Aug 7, 2014
The 2014 CWA Public, Healthcare & Education Workers Conference brought 110 activists from around the country to San Antonio for a weekend of organizing, movement building and rallying against bad trade deals.
CWA Public Worker, Healthcare and Education Workers Vice President Brooks Sunkett opened the three-day conference, which also included a community forum on the flawed Trans-Pacific Partnership trade deal.
CWA's public, healthcare and education workers members meet in San Antonio. As part of the conference, participants joined in a TPP Forum with allies and community partners.
Sunkett talked about the continuing assault on public workers across the country, from challenges to workers' bargaining rights to attacks on public worker pensions and the privatization of important social services. He cited members of CWA Local 1040, who are working to stop the closing of facilities that assist the mentally challenged. "It's all about ideology, not cost," he said.

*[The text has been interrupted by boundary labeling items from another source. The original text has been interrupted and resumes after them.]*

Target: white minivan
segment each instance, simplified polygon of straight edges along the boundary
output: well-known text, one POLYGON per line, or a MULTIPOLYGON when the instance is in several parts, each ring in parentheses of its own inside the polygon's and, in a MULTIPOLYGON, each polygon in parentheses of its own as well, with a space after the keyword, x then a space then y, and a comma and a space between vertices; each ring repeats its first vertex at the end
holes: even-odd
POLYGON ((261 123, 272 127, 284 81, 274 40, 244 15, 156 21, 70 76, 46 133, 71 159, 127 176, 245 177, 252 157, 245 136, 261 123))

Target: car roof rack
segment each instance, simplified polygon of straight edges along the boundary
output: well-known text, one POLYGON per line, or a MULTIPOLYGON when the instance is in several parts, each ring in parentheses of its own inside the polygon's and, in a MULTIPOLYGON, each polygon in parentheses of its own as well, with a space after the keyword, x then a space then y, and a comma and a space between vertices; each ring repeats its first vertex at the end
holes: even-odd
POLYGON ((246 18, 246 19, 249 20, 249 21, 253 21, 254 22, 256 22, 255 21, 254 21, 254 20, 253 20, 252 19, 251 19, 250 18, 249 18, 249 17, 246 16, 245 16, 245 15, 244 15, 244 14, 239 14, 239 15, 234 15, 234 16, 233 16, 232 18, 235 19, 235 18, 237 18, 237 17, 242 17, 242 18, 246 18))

"It's good to be among brothers and sisters struggling the way you're struggling," said TSEU President Judy Lugo. "You're all fighting the same fight."
Speakers also included CWA D6 Vice President Claude Cummings, Texas Rep. Al Green, State Sen. Carlos Uresti, and State Sen. Leticia Van de Putte, the Democratic nominee for lieutenant governor.

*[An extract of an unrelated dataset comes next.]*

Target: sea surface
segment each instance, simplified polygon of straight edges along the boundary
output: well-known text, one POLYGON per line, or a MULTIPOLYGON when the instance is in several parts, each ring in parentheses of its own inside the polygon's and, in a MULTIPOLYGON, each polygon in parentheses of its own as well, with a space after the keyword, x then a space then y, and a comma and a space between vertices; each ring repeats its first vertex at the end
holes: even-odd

Attendees listened to presentations on fighting privatization, public pension challenges and the significance of the Supreme Court's recent Harris v. Quinn decision.
Workshops focused on public sector organizing, messaging, team building and the Affordable Care Act. While sector-specific teach-ins targeted healthcare, higher education, public safety and state and local government.
Public workers were especially engaged on beating back the Trans-Pacific Partnership, a wide-ranging trade deal that threatens the livelihoods and wellbeing of working families. A public forum on the TPP featured CWA President Larry Cohen; Hal Suter, chairman of the Sierra Club's Lone Star chapter; Bob Cash, director of the Texas Fair Trade Coalition; and radio commentator and author Jim Hightower. And it wasn't a public worker-only crowd – environmentalists, call center workers, advocates of fair trade and members of coalition group Texas Forward all joined CWAers in learning more about how the agreement could jeopardize our jobs, health, environment and more.
Activists walked away from the forum with a stack of reading material – and a sense of urgency to raise awareness about this dangerous trade agreement. "We really need to educate our members on this and get them engaged and talking about it," said Lugo.